Friday, April 13, 2018

Raising #IfikieWazazi kids

Growing up in the Social Media Age is fraught with risk. The cost of electronic devices has fallen dramatically since 2002, but it is the cost of accessing the internet and, with it, social media platforms that has fallen the farthest. Children and adolescents today have access to powerful devices and a plethora of platforms with which to access those platforms. We are all coming to terms with what this means for privacy and safety.

Facebook and the SCL Group have rammed home that nothing is ever truly private on the internet - and that deleting anything on the internet doesn't mean that it truly goes away. For this reason, individuals must learn how to manage the information they post online. The most vulnerable among us are children and adolescents who, in the cocoons of their families, homes, schools or faith-based communities, rarely have the maturity to appreciate the implications of sharing personal information on online platforms or with online communities.

One of the fastest growing and insidious communities is that which trades and traffics in child pornography. It takes advantage of the relative anonymity of online communities or platforms to infiltrate those which are populated by children and adolescents and takes advantage of the usually lax supervision of these communities and platforms to groom children for terrible things. 

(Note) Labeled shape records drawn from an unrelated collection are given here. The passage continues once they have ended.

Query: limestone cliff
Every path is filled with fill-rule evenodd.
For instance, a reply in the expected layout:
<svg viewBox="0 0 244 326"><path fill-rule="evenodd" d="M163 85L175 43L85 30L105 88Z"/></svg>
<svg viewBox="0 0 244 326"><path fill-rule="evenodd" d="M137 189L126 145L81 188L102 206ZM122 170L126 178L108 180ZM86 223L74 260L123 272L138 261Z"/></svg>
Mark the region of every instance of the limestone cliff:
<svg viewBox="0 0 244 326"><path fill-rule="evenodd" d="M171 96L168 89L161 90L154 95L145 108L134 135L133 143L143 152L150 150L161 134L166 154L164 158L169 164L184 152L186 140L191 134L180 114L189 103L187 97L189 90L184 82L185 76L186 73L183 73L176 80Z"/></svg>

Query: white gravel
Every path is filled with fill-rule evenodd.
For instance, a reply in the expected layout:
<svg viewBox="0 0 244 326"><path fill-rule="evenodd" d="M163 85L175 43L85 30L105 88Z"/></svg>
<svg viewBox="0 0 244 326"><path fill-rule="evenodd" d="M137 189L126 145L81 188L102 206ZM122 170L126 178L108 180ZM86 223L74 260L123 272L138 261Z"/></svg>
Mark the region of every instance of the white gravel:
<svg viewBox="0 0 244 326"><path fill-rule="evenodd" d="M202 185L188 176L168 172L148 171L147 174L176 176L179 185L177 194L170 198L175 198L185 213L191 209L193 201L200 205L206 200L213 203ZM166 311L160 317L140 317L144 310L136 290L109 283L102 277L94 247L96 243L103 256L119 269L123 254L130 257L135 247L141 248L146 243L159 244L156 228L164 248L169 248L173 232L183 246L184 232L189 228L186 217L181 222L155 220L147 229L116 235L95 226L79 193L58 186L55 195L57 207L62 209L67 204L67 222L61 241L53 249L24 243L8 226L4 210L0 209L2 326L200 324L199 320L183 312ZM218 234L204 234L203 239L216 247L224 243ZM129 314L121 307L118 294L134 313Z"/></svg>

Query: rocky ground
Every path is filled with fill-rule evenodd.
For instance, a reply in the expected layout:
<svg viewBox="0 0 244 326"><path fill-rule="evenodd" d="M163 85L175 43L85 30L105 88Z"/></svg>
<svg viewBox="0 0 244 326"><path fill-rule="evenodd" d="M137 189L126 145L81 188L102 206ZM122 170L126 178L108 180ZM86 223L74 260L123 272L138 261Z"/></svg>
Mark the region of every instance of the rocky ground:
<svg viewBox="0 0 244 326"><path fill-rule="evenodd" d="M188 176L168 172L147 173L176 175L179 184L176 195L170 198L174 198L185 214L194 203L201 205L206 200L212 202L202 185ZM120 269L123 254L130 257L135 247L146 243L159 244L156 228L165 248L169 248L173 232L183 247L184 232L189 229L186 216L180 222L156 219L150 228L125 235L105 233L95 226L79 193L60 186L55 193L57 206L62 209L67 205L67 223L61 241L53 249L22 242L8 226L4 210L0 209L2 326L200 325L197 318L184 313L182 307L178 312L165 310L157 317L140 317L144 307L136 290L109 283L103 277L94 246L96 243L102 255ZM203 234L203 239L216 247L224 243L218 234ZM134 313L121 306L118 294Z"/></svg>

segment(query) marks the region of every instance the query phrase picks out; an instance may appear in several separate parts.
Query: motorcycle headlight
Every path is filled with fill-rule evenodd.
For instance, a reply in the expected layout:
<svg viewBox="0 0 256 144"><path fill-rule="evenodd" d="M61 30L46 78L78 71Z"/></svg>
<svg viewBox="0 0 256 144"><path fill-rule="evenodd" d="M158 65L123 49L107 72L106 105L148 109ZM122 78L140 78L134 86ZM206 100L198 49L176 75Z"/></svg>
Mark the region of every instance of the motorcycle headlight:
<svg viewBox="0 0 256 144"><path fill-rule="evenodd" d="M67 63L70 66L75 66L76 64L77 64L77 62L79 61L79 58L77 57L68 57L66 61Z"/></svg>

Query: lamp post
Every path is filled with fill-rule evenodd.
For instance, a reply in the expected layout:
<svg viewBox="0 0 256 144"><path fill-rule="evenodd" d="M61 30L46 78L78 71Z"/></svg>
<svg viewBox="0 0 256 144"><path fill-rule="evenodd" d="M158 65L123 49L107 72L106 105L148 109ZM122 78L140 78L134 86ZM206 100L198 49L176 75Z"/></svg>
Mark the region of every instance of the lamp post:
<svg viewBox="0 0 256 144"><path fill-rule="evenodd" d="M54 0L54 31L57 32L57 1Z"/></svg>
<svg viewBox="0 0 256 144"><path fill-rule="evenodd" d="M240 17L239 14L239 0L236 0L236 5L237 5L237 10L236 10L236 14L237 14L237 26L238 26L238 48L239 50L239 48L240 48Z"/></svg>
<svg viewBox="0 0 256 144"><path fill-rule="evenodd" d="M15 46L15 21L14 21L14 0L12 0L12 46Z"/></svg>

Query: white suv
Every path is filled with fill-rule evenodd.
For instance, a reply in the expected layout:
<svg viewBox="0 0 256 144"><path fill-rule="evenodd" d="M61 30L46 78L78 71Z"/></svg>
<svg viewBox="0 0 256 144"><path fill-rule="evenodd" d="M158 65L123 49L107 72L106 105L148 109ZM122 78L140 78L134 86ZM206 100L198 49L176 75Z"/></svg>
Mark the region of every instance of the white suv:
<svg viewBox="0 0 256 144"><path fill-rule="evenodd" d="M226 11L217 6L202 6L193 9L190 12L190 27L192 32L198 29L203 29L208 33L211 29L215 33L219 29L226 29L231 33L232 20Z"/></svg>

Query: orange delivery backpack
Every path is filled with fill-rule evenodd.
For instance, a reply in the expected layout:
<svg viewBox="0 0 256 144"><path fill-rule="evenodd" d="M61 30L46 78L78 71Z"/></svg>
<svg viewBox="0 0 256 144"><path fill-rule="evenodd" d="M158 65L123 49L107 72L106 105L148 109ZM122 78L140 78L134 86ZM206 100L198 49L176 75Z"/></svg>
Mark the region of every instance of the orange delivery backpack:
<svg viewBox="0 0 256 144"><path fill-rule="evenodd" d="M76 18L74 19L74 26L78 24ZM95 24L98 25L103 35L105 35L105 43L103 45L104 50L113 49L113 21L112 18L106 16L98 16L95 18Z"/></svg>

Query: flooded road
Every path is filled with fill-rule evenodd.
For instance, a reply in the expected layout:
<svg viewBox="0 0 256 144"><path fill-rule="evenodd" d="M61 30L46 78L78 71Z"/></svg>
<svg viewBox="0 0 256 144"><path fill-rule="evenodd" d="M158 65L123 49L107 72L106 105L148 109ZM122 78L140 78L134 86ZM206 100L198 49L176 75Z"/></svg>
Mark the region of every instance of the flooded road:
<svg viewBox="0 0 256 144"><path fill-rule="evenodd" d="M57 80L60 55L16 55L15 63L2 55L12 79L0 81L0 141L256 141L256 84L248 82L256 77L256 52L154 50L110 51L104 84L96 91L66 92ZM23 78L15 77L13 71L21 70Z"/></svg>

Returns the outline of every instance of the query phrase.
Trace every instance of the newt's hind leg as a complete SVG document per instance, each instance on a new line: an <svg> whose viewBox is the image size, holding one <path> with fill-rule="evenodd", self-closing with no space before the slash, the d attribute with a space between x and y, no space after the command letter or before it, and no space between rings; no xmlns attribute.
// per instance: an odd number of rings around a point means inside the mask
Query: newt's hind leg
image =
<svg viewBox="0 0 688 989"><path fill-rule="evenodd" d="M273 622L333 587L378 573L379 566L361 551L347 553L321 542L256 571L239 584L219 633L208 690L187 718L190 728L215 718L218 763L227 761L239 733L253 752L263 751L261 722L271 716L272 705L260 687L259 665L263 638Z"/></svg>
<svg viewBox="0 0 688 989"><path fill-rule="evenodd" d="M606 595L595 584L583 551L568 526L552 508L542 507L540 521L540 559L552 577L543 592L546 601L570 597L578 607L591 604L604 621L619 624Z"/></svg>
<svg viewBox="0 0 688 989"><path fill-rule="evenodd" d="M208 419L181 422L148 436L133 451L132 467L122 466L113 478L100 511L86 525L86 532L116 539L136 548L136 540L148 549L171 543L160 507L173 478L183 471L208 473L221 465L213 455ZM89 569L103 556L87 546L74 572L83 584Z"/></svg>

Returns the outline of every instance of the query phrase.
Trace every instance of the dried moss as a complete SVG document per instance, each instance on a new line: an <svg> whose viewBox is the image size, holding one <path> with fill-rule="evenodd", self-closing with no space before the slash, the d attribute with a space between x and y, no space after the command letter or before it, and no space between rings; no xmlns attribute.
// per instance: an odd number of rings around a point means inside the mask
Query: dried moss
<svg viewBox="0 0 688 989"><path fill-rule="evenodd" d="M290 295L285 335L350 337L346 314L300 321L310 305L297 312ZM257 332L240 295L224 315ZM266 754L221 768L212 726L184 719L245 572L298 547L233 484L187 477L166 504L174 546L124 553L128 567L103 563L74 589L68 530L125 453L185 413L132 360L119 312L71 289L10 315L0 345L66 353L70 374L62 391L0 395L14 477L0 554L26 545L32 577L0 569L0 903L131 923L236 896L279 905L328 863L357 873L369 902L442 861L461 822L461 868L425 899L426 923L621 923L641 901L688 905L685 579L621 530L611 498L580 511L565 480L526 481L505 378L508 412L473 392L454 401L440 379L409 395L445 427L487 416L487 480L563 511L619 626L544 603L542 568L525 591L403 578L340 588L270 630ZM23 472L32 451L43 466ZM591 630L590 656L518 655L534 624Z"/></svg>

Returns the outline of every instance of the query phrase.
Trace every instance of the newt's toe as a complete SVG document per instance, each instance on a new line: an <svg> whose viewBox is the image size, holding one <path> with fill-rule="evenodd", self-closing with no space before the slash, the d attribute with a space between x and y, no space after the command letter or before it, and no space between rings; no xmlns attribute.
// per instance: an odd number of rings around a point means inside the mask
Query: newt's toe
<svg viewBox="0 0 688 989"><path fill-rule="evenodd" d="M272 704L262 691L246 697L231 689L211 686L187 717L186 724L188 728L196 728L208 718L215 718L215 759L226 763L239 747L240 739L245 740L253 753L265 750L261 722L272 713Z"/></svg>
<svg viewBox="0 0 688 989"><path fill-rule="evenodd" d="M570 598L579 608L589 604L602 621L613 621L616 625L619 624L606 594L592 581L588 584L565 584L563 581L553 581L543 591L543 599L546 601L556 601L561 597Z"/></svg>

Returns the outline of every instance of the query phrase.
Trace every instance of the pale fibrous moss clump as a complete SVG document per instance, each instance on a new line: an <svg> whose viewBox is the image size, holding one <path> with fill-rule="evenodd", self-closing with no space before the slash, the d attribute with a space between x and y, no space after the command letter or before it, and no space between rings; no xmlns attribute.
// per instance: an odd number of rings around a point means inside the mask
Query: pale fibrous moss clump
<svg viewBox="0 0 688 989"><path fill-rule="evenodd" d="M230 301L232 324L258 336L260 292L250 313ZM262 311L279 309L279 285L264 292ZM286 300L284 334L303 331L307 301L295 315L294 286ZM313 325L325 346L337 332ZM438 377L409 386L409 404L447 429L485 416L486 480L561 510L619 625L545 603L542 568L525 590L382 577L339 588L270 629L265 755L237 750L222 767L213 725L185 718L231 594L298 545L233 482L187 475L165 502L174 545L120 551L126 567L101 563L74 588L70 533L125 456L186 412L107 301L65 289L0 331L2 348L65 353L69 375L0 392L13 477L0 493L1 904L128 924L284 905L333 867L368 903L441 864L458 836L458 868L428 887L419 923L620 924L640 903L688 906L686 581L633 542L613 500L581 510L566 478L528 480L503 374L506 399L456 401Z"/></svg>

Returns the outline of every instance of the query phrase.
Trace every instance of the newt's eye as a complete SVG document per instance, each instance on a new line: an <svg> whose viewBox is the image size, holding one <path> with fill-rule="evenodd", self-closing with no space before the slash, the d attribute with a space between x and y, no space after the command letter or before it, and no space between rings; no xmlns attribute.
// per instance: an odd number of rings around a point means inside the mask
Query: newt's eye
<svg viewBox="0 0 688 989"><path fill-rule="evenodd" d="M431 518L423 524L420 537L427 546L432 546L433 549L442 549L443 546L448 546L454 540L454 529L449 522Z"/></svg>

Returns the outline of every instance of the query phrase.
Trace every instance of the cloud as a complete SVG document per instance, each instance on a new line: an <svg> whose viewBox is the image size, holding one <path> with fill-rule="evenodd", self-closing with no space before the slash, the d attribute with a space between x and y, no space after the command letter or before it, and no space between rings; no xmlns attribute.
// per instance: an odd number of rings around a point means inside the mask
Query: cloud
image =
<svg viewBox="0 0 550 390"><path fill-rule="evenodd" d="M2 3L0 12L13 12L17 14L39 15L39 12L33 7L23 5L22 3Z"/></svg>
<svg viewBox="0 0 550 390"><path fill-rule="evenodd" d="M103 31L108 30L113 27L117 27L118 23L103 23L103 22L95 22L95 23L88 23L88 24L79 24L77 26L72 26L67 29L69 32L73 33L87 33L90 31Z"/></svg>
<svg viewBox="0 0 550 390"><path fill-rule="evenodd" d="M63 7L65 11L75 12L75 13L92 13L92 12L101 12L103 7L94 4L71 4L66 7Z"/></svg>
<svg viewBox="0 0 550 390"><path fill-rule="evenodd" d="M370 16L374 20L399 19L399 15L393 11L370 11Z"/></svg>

In Kenya, over the past day or so, the hashtag #IfikieWazazi has trended on Twitter. It is one of the starkest reminders that we must do more to not only understand what social media is capable of doing but also how to assist and guide our children in this environment. It used to be that children and adolescents learnt about trust and risk in the company of other children and adolescents by interacting in real life while playing or attending school or performing religious activities. This was done out in the open under the watchful eyes of parents, teachers or ministers of faith. The adage, "It takes a village to raise a child" was apposite as your local community, in one way or the other, played a role in your upbringing -- but only because it was relatively small and we knew most of the people in it.

The situation in online communities is not the same. Predators can and do hide among the majority of generally passive members of online communities, and they continually get more sophisticated in using these communities and online tools to groom children for insidious ends, or take advantage of children's naivete when they share more than is safe for them to share. The moralists pushing the #IfikieWazazi hashtag have almost certainly been infiltrated by child pornographers whose only mission is to spread far and wide sexualised images of children and adolescents. Those children's and adolescents' reputations are at risk as are their physical and mental well-being.

It has always been the role of parents to teach their children how to live in the world and how to protect themselves from risk. #IfikieWazazi shows how much more important this role is today. Parents and their children must have honest discussions about the freedoms children enjoy online and the risks they face because of those freedoms. We must not condemn children for making mistakes; we must teach them that no matter how benign an error might seem, it will always bear consequences. Some may be mild while other might harm them physically, emotionally, mentally and socially. We must show them how to live in a world where you can see and meet other people - and one where the people you interact with may not actually be people at all. It is time for parenting to take into account that the internet is one more environment that must be managed in order to raise string, intelligent and capable children.